After football, he worked on a market stall, although the emergence of supermarkets did him no favours. He then spent a couple of years on a business venture that bore no fruits, worked for Dave Whelan for a while, before spending 18 years at the Star Paper Mill in Feniscowles, a time which he enjoyed immensely.
Duggie still lives in Darwen and is a regular at Ewood Park, along with his very good friend Ronnie Clayton. His greatest moments in the game were:
Winning promotion with the Rovers in 1958, his international debut, playing in the final stages of two world cups, and each time the Rovers beat Burnley. The low points were the FA Cup final defeat in 1960, and each time the Rovers lost at Burnley. His favourite other team is Manchester City and current players who excite him are Paul Scholes and Michael Owen. The best ground that Duggie’s played on has to be Wembley Stadium and his favourite all time players are Tom Finney and Peter Doherty.
There are plenty of things in the modern game that really get on our hero’s nerves, and I’m sure that there’ll be plenty of you nodding in agreement. Seeing current footballers dying their hair (Book me into the salon Pierre!). Wearing vests under their shirts (Ooh, isn’t it cold!). Taking drinks during the game (Can’t wait until the half time cuppa), and kissing their shirts (seven days before leaving for another club!) Many of the players are hypocrites.

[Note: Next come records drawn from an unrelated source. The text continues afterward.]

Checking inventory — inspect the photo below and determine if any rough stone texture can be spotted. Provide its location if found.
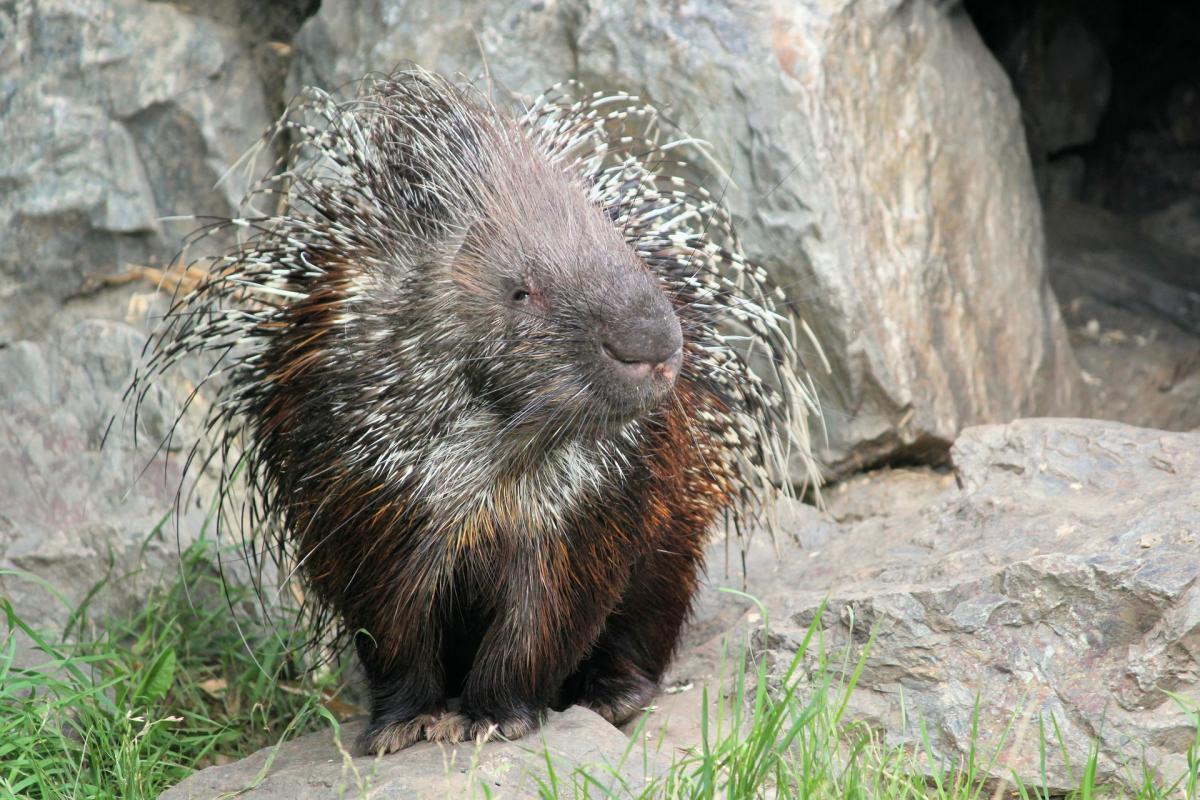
[744,420,1200,789]
[292,0,1078,471]
[1046,203,1200,431]
[167,420,1200,799]
[160,706,644,800]
[0,0,271,342]
[0,320,202,663]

Duggie has many happy memories of his time at the Showground. Reaching the first round of the F.A. Cup was a great landmark. The team spirit and general friendliness of all the players and staff during his two years at Harwood. “I enjoyed every minute there and am still friends with many of the former players from that time.” The best opponent that he crossed swords with whilst playing for Harwood was Dave Watson, the Rotherham United and future England centre half. During his entire career, he obviously has some great memories.
The most embarrassing moment was when he scored an own goal against arch-enemies Burnley at the Darwen End, but it all ended in smiles as the Rovers triumphed 3-2.

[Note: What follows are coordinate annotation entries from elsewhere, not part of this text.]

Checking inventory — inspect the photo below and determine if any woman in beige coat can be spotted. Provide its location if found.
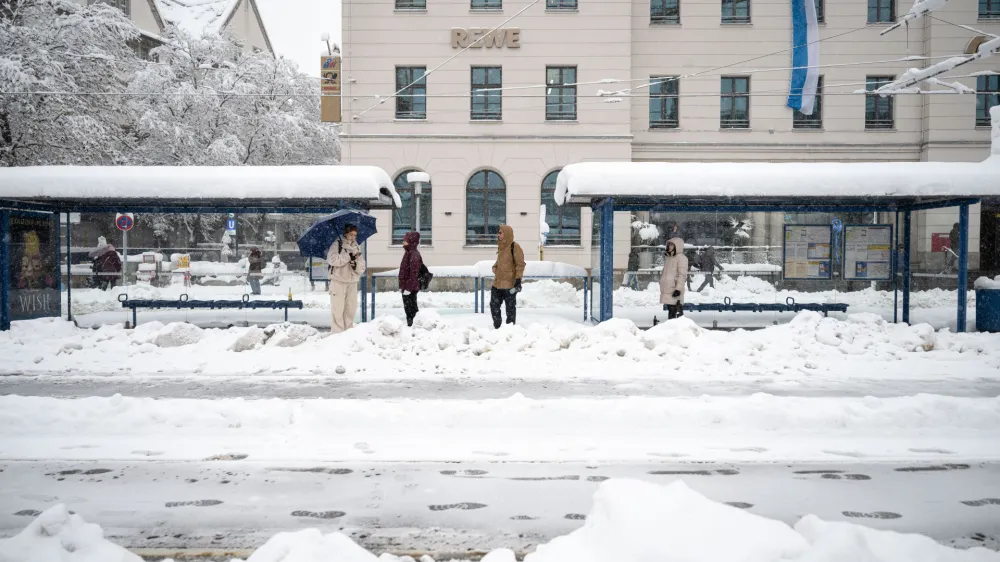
[660,234,688,320]
[326,224,366,334]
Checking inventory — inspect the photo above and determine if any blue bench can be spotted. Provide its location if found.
[663,297,847,316]
[118,294,303,328]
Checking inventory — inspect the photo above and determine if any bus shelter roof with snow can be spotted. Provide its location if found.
[555,144,1000,331]
[0,166,400,330]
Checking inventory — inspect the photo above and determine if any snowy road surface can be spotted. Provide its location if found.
[7,373,1000,400]
[0,460,1000,559]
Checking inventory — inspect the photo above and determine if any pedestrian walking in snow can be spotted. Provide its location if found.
[326,224,366,334]
[399,232,424,326]
[247,248,264,295]
[490,224,525,329]
[88,236,122,291]
[660,238,688,320]
[698,246,723,293]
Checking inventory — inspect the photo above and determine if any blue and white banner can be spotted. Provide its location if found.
[788,0,819,115]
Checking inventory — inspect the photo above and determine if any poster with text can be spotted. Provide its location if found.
[10,213,61,320]
[844,224,892,281]
[783,224,833,279]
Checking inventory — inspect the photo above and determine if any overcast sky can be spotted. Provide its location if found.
[257,0,340,76]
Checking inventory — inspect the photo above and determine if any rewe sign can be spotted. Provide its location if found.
[451,27,521,49]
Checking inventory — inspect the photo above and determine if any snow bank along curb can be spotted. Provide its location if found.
[0,394,1000,462]
[0,310,1000,380]
[0,480,1000,562]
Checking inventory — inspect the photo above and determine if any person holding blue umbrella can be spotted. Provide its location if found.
[326,224,367,334]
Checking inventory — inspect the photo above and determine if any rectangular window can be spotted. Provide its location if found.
[649,0,681,23]
[545,66,576,121]
[719,76,750,129]
[976,76,1000,127]
[649,76,679,129]
[722,0,750,23]
[865,76,895,129]
[396,66,427,119]
[868,0,896,23]
[792,76,823,129]
[472,0,503,10]
[979,0,1000,20]
[472,66,503,121]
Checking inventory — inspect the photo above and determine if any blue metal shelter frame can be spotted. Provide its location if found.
[0,197,392,331]
[584,193,979,332]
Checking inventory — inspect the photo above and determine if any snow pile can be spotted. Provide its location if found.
[975,275,1000,290]
[264,322,319,347]
[525,480,1000,562]
[525,480,809,562]
[0,504,142,562]
[152,322,205,347]
[9,479,1000,562]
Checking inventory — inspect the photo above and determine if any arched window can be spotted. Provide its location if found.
[465,170,507,244]
[542,170,580,246]
[392,170,433,244]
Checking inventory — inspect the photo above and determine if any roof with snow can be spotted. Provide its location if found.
[153,0,240,37]
[555,156,1000,204]
[0,166,400,211]
[153,0,274,52]
[555,106,1000,207]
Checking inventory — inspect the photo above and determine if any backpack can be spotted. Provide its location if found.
[417,263,434,291]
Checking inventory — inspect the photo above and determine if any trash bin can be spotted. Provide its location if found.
[976,288,1000,332]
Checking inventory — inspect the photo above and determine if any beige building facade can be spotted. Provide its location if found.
[342,0,1000,269]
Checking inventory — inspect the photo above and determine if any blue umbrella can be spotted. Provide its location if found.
[299,210,378,258]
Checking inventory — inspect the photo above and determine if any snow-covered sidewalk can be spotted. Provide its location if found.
[0,394,1000,463]
[0,311,1000,385]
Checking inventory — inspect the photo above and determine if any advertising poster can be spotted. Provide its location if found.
[844,224,892,281]
[10,213,61,320]
[784,224,833,279]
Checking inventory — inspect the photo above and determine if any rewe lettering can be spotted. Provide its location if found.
[451,27,521,49]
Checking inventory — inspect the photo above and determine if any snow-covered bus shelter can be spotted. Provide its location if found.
[0,166,400,330]
[555,113,1000,331]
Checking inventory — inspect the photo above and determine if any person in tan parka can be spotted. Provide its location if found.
[490,224,525,329]
[660,234,688,320]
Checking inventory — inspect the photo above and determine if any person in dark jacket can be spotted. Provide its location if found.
[945,222,959,268]
[247,248,264,295]
[624,248,639,291]
[399,232,424,326]
[698,246,722,293]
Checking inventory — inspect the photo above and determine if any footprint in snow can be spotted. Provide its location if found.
[896,464,969,472]
[843,511,902,519]
[427,502,486,511]
[205,453,250,461]
[823,449,868,459]
[962,498,1000,507]
[166,500,222,507]
[292,511,347,519]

He remembers the Rovers first game back in the top division in 1958 when they travelled to Newcastle and wiped the floor with the home team, winning 5-1.
Jimmy Scholar was an uncompromising defender who you only got past once-the next time you tried it; you were likely to wake up in a hospital bed! Duggie remembers Roy Vernon running circles round the Magpie’s top man before finally being ‘kicked into orbit’. “Try that again and I’ll make you look so bad that you won’t be in the reserves next week,” shouted the Welsh wizard. In the return game a few weeks later, Scholar was gunning for Roy and at the first opportunity, kicked him senseless. A dazed Vernon finally got to his feet and walked over to the ‘Rottweiller’ in the black and white striped shirt and said, “You might be an old b******, but there’s nothing wrong with your memory!”

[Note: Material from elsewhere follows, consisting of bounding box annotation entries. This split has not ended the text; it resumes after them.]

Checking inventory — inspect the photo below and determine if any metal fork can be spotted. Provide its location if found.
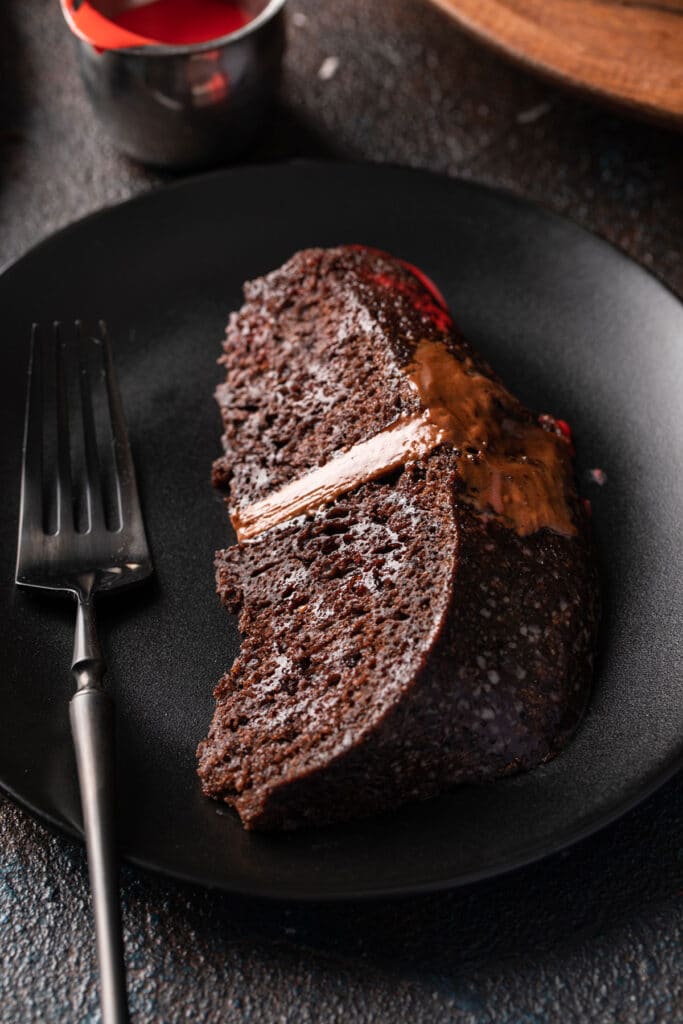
[16,322,153,1024]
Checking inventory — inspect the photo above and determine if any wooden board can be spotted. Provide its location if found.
[432,0,683,127]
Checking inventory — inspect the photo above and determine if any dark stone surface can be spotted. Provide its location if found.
[0,0,683,1024]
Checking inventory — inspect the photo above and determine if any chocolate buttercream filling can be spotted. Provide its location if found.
[231,341,577,543]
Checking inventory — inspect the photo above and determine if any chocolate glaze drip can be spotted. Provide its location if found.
[232,341,577,543]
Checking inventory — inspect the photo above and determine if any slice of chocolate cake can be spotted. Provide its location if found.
[194,247,597,828]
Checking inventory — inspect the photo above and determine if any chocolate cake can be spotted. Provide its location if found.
[198,246,597,828]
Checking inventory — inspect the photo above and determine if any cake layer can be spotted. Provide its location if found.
[199,247,597,828]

Nowadays, Duggie enjoys DIY, bowls, and watching all sports. He also likes travel and holidays, the last ten of which have been spent cruising. Bryan and Joyce love this type of holiday, as they’re able to visit so many places during the one vacation. Long may the Douglas family enjoy their football and holidays - they’ve deserved it. It’s been an absolute joy researching the career of Bryan Douglas and I hope that everyone has enjoyed reading the story.